Now we wait until the user clicks to close the window, or presses the quit key. On a Mac, Apple-Q is the quit key. We use C_hack::ignore because we don’t care what the quit reason is.

You should see something like this:

_images/gui04b.jpeg

Using a Window Manager

A window manager is a component that automates distribution of message such as mouse clicks and key presses to one of several event handlers.

_images/gui05.jpeg

The initial windows

First our usual setup:

include "gui/__init__";
open FlxGui;

println$ "Basic Window Controller Test";
FlxGui::init();

var font_name = dflt_sans_serif_font();
var font : font_t = get_font(font_name, 12);
var lineskip = get_lineskip font;

Now, we make two similar windows, at different locations but different titles.

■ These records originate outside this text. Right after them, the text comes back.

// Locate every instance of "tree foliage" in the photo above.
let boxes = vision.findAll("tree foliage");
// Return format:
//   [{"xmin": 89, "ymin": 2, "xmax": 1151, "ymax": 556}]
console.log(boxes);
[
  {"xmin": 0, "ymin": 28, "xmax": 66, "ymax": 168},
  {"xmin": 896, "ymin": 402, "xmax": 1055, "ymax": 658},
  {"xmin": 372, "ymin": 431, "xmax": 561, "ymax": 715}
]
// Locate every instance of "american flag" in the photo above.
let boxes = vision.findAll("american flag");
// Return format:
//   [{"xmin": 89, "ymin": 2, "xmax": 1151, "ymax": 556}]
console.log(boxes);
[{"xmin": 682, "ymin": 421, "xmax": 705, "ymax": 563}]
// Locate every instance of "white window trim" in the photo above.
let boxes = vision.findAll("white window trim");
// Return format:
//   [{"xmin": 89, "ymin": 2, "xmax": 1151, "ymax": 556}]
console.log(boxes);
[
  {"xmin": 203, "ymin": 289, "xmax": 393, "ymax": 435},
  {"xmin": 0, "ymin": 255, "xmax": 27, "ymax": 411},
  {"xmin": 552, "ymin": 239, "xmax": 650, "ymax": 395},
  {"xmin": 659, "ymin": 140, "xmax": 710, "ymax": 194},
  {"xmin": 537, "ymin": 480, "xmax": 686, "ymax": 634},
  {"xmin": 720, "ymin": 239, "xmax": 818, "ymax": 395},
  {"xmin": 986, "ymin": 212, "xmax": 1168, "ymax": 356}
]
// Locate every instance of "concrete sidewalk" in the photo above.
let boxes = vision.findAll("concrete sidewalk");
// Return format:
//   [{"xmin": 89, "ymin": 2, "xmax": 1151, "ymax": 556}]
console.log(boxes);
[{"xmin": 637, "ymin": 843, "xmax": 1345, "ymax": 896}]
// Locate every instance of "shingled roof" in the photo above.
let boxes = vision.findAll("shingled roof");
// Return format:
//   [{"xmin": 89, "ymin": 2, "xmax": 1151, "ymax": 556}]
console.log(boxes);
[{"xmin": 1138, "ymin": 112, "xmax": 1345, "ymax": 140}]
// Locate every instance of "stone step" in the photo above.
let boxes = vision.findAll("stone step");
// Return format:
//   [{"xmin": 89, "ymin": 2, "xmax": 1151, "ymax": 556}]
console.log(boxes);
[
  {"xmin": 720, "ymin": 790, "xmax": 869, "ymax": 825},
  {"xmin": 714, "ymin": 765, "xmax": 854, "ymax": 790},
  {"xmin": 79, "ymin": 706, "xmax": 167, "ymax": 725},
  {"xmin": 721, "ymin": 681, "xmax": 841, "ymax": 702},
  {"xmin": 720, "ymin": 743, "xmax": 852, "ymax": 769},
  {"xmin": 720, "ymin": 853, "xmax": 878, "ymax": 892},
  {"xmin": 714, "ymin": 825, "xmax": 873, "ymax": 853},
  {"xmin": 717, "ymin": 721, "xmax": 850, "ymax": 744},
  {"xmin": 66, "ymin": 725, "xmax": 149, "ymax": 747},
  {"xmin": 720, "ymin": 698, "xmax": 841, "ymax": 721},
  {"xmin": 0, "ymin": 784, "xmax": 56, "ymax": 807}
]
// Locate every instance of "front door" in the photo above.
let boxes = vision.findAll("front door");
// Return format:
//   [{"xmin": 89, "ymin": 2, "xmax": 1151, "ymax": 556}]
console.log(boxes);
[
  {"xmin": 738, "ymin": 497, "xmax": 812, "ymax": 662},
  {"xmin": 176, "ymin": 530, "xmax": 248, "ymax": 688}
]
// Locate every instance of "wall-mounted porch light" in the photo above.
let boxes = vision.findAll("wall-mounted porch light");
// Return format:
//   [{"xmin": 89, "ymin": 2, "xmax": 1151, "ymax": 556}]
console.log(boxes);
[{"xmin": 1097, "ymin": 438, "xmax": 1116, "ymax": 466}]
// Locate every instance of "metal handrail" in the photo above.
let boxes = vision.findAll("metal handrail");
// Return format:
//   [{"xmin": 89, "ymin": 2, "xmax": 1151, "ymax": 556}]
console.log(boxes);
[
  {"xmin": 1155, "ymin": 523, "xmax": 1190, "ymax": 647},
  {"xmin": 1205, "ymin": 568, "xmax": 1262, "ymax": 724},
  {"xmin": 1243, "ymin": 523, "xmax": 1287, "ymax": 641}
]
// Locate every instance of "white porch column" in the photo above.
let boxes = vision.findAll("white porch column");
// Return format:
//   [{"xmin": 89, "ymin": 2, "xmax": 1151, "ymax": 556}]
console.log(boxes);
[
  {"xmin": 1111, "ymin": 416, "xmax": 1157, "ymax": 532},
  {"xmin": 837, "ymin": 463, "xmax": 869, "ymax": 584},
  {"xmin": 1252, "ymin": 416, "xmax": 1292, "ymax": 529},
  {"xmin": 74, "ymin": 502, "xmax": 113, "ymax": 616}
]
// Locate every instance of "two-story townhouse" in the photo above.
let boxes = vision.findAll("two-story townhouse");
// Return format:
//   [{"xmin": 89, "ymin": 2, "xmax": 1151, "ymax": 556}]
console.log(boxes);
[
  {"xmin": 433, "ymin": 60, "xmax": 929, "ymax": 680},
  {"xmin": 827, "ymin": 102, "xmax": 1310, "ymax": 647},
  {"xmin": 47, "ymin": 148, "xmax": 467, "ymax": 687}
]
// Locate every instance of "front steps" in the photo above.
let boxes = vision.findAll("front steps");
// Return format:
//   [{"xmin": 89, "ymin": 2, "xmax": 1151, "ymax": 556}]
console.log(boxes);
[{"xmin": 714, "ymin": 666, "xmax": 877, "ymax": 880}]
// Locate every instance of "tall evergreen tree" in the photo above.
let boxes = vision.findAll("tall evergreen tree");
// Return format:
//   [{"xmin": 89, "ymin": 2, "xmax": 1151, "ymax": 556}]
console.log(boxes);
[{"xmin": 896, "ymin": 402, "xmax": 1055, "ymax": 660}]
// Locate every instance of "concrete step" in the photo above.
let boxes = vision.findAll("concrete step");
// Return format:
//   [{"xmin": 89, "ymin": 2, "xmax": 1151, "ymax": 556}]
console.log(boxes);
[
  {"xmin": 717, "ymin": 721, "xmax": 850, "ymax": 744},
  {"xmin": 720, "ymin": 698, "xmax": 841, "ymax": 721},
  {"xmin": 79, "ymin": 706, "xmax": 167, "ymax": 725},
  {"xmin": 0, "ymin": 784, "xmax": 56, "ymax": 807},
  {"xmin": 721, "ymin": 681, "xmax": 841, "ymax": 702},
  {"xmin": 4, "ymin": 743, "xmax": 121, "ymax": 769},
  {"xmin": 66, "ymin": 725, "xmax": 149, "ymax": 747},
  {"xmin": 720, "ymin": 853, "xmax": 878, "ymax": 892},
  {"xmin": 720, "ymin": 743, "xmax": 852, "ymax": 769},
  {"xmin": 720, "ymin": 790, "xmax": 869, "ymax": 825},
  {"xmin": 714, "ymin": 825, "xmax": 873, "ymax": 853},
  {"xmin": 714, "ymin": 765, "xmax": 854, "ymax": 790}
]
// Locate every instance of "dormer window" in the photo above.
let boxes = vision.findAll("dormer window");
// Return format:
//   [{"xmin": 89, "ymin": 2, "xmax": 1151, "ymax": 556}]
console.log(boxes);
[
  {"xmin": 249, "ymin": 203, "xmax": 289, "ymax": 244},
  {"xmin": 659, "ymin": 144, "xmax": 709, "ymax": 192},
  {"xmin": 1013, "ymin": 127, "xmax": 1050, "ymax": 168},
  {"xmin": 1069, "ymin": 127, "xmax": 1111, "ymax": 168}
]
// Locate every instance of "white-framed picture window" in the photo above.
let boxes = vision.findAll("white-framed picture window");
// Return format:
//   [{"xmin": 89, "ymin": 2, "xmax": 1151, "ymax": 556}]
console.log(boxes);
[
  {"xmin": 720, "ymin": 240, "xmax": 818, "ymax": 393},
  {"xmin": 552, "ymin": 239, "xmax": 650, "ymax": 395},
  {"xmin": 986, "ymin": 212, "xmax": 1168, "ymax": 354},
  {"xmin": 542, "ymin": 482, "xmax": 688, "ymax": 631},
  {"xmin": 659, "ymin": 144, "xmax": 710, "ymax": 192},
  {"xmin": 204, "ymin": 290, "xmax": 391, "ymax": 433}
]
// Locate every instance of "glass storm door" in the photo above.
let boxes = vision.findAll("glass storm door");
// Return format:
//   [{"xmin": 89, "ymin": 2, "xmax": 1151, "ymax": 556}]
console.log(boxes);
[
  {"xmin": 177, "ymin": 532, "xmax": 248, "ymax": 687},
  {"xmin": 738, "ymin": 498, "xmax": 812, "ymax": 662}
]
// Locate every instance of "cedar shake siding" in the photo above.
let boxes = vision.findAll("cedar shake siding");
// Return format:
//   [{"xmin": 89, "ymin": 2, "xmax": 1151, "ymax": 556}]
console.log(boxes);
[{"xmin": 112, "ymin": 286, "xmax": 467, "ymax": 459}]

var w1 = create_resizable_window("Felix:gui_05_window_controller_01",100,100,400,400);
w1.add$ mk_drawable FlxGui::clear lightgrey;
w1.add$ mk_drawable FlxGui::write (100,100,font,black,"Basic Window Controller Test#1");
w1.show();
w1.update();

var w2 = create_resizable_window("WINDOW 2",400,100,400,400);
w2.add$ mk_drawable FlxGui::clear blue;
w2.add$ mk_drawable FlxGui::write (100,100,font,black,"Basic Window Controller Test#2");
w2.show();
w2.update();

The Event handler

The same as before!

// make an event handler for our window
chip ehandler
  (var w:window_t)
connector pins
  pin input : %<event_t
{
   // get a first event from the window manager
  var e: event_t = read pins.input;
  // while the event isn't a quit event ..
  while e.window.event.SDL_WindowEventID != SDL_WINDOWEVENT_CLOSE  do
    // print a diagnostic
    var s =
      match e with
      | WINDOWEVENT we =>
        we.type.SDL_EventType.str + ": " + we.event.SDL_WindowEventID.str + " wid=" + we.windowID.str
      | _ =>
        e.type.SDL_EventType.str
    ;
    var linepos = 100 + 4 * lineskip;
    if s != "" do
      println$ s;
      var r = rect_t (100,linepos - 2*lineskip,300,4*lineskip);
      w.add$ mk_drawable fill (r, green);
      w.add$ mk_drawable FlxGui::write (100,linepos,font,black,"EVENT: "+ s);
      w.update();
    done
    // get another event
    e= read pins.input;
  done

  // we must have got a quit ..
  println$ "++++++CLOSE EVENT";
}

The Window manager

Noe for the fun bit. First, our mainline creates a window manager object:

begin
  //create a window manager
  var wm = window_manager();

Now, we create two window controllers. There will be clients of the window manager.

// create a window controller for our window
var eh1 = ehandler w1;
var wc1 = window_controller (w1, eh1);
var eh2 = ehandler w2;
var wc2 = window_controller (w2, eh2);

Note that in this case the same event handler is bound to two distinct windows, and then a window controller is bound to them, as well as the window (again!)

Next, we simply add the window controller clients to the window manager.

// attach controller to window manager
var wno1 = wm.add_window wc1;
println$ "Window number " + wno1.str;

var wno2 = wm.add_window wc2;
println$ "Window number " + wno2.str;

When we do this, we get back a window number, assigned by the window manager, so we can refer to the windows in a way the window manager understands (although we’re not doing that here).

Finally:

  wm.run_with_timeout 10.0;
  println$ "gui05 quitting";
end

we just run the window manager, in this case with a timeout because its a demo.